A diferencia de la mayoría de los animales, los bebés humanos no nacen de forma autónoma y necesitan de una serie de cuidados en los primeros años de vida para sobrevivir. En los meses posteriores al nacimiento, todavía somos incapaces de alimentarnos, movernos o expresarnos adecuadamente. Poco a poco, el bebé, que parecía completamente fuera de contexto, comienza a interactuar con personas y objetos, y todo se vuelve enormemente interesante para ser explorado. Por trivial que parezca, en este momento el cerebro del niño está haciendo miles de sinapsis, generando nuevas conexiones y respondiendo a los estímulos del mundo. Los investigadores han descubierto que es durante la infancia cuando formamos partes del cerebro que influirán directamente en el individuo como adulto.

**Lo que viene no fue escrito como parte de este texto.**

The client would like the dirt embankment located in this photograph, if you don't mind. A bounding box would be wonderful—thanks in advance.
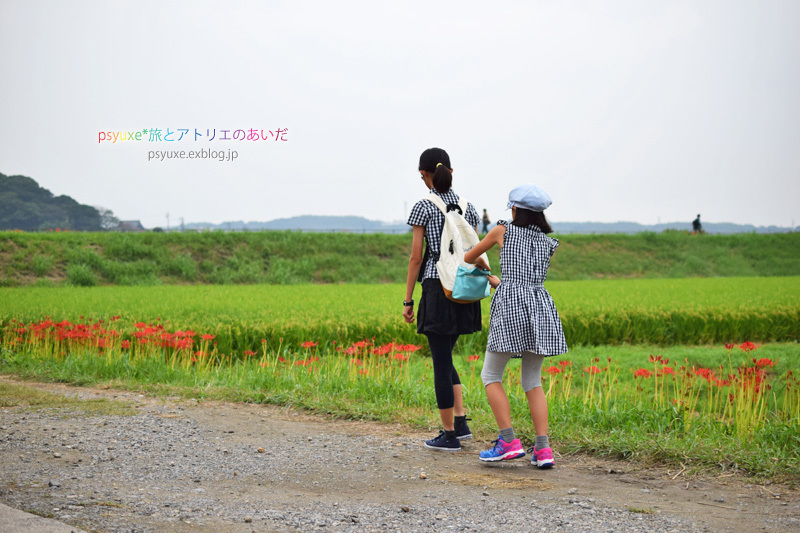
[0,379,800,532]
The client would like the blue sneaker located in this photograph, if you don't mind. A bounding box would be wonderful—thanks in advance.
[481,437,525,463]
[425,431,461,452]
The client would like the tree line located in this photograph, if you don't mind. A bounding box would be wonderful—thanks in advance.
[0,173,119,231]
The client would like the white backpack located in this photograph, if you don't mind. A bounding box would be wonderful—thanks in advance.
[426,193,489,303]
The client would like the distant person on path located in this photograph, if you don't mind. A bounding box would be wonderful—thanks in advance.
[403,148,481,452]
[692,213,703,233]
[464,184,567,468]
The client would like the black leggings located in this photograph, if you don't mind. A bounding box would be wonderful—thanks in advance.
[426,333,461,409]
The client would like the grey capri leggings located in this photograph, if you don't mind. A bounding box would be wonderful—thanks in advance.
[481,350,545,392]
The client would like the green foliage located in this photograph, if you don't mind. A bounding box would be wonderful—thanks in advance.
[0,340,800,483]
[33,254,53,278]
[0,231,800,285]
[67,265,97,287]
[0,174,101,231]
[0,276,800,348]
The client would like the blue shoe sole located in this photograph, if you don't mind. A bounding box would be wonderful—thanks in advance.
[424,442,461,452]
[480,452,525,463]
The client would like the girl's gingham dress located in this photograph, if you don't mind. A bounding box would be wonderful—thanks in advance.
[486,220,567,357]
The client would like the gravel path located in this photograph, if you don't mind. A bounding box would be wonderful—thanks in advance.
[0,376,800,533]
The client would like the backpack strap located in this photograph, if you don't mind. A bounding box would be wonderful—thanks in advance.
[425,193,447,215]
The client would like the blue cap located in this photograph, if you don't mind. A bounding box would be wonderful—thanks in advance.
[506,183,553,213]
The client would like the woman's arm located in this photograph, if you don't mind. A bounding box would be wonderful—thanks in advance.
[403,226,425,324]
[464,225,506,264]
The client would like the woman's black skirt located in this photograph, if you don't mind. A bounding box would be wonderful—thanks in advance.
[417,278,481,335]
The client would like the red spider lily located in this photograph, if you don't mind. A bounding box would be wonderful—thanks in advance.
[694,368,715,383]
[739,341,761,352]
[344,340,371,355]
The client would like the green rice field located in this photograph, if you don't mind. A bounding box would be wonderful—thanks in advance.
[0,276,800,353]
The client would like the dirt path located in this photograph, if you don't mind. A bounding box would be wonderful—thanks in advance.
[0,379,800,532]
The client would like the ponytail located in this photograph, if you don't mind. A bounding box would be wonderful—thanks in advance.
[433,163,453,194]
[419,148,453,194]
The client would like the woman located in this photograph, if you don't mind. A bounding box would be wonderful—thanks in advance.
[403,148,481,452]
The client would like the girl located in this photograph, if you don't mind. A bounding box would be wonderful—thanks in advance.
[403,148,481,452]
[464,185,567,468]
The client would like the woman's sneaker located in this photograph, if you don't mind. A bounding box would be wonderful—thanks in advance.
[425,431,461,452]
[481,437,525,463]
[455,416,472,440]
[528,446,556,469]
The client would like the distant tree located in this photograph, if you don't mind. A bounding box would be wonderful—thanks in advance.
[95,206,119,231]
[0,170,101,231]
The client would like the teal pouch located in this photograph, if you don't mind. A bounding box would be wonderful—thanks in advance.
[453,266,491,302]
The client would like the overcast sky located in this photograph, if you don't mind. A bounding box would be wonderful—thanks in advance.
[0,0,800,229]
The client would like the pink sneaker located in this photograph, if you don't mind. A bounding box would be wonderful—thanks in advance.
[529,446,555,469]
[481,437,525,463]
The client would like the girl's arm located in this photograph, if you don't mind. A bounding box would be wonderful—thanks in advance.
[464,225,506,270]
[403,226,425,324]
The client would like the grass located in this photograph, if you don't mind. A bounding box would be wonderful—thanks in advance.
[0,341,800,484]
[0,277,800,348]
[0,228,800,286]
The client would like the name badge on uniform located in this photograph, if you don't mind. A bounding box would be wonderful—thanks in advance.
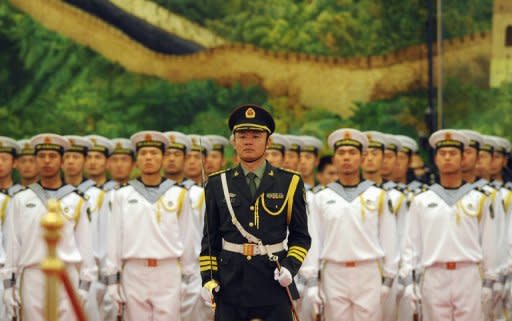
[266,193,284,200]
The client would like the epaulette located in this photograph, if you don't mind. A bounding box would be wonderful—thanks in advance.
[114,183,129,190]
[208,168,231,177]
[75,189,89,201]
[278,167,300,176]
[12,186,27,196]
[312,185,326,194]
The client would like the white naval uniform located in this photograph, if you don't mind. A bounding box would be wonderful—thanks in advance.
[0,184,23,320]
[181,180,214,321]
[77,179,106,321]
[400,184,498,321]
[105,179,199,321]
[311,181,399,321]
[2,184,97,321]
[382,186,411,321]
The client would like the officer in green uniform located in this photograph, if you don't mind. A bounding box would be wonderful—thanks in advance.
[199,105,311,321]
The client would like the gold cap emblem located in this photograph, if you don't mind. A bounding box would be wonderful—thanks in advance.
[245,107,256,118]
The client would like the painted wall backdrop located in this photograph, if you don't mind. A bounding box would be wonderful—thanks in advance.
[0,0,512,152]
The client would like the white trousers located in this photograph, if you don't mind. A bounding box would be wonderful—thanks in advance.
[422,264,483,321]
[321,261,382,321]
[121,259,181,321]
[20,265,78,321]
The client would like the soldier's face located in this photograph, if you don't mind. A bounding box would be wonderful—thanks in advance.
[62,152,85,176]
[137,147,164,175]
[361,148,384,173]
[16,155,38,179]
[462,147,478,173]
[206,150,226,174]
[317,164,339,185]
[299,152,318,177]
[36,150,62,178]
[185,151,205,179]
[475,150,492,178]
[108,154,135,182]
[163,148,185,175]
[85,151,107,176]
[0,153,16,178]
[491,152,507,176]
[265,149,284,167]
[234,130,269,163]
[393,152,409,180]
[380,149,397,177]
[332,146,363,176]
[283,150,300,171]
[435,147,463,175]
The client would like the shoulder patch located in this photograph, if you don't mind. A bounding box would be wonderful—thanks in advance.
[208,168,231,177]
[278,167,300,176]
[114,183,129,190]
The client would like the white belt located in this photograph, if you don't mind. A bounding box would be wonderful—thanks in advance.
[222,240,286,256]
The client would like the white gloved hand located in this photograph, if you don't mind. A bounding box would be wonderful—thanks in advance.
[77,289,89,306]
[3,287,21,320]
[274,267,293,288]
[404,284,421,311]
[201,280,220,307]
[482,286,492,306]
[492,281,504,303]
[380,284,391,304]
[306,285,323,315]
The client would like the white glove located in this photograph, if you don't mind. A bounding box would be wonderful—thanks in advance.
[482,286,492,305]
[404,284,421,311]
[3,287,21,320]
[201,280,220,307]
[77,289,89,306]
[306,285,323,315]
[274,267,293,288]
[380,284,391,304]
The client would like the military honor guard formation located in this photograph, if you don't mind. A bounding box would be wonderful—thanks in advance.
[0,104,512,321]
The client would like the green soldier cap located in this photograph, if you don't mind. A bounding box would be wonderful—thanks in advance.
[228,104,276,134]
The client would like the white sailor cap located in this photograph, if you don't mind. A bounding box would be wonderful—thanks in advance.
[130,130,169,152]
[30,133,70,154]
[0,136,20,157]
[460,129,484,150]
[493,136,510,155]
[85,135,113,157]
[299,136,324,155]
[327,128,368,152]
[284,135,302,153]
[110,138,135,156]
[384,134,402,153]
[394,135,418,156]
[188,135,212,154]
[363,130,388,150]
[428,129,469,150]
[17,139,36,156]
[267,133,290,154]
[64,135,92,155]
[164,131,192,153]
[205,135,229,154]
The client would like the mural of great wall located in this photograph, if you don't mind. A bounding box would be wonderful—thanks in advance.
[11,0,492,115]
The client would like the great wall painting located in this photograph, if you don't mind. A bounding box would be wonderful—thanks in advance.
[11,0,492,115]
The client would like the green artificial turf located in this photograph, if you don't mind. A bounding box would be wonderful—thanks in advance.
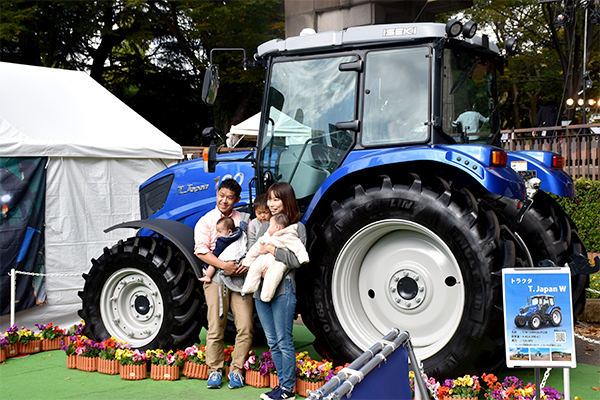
[0,325,600,400]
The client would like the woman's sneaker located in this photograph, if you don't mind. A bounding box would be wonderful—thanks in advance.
[228,372,244,389]
[206,371,222,389]
[268,387,296,400]
[260,385,281,400]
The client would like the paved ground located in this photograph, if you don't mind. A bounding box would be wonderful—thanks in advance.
[575,322,600,367]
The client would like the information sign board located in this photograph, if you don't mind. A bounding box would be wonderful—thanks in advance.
[502,267,576,368]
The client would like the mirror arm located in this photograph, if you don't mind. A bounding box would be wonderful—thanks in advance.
[209,47,252,71]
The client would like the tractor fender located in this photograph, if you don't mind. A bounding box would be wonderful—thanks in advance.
[104,219,203,278]
[303,144,526,221]
[507,150,575,198]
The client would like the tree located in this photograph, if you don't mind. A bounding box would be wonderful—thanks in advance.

El aprendizaje se lleva a cabo mediante la imitación y la exploración de superficies y objetos. Especialmente en los grupos de edad temprana, es a través del juego que el niño mejora la comunicación, aprende a relacionarse, desarrolla la creatividad, mejora las funciones cognitivas y motoras, entre muchos otros beneficios. Lamentablemente, en un mundo cada vez más urbano, este contacto con otros niños, con la naturaleza y con estímulos variados se ha dificultado. Esto sin mencionar la pandemia del Covid-19, cuyos impactos en la salud mental de los niños y futuros adultos aún no pueden medirse con exactitud. Conversamos con Jeanette Fich Jespersen, Gerente Internacional del KOMPAN Play Institute, sobre cómo los parques infantiles pueden mejorar el aprendizaje y el desarrollo de los niños en las ciudades, a través de juegos que estimulan los sentidos y fomentan su desarrollo motor e intelectual.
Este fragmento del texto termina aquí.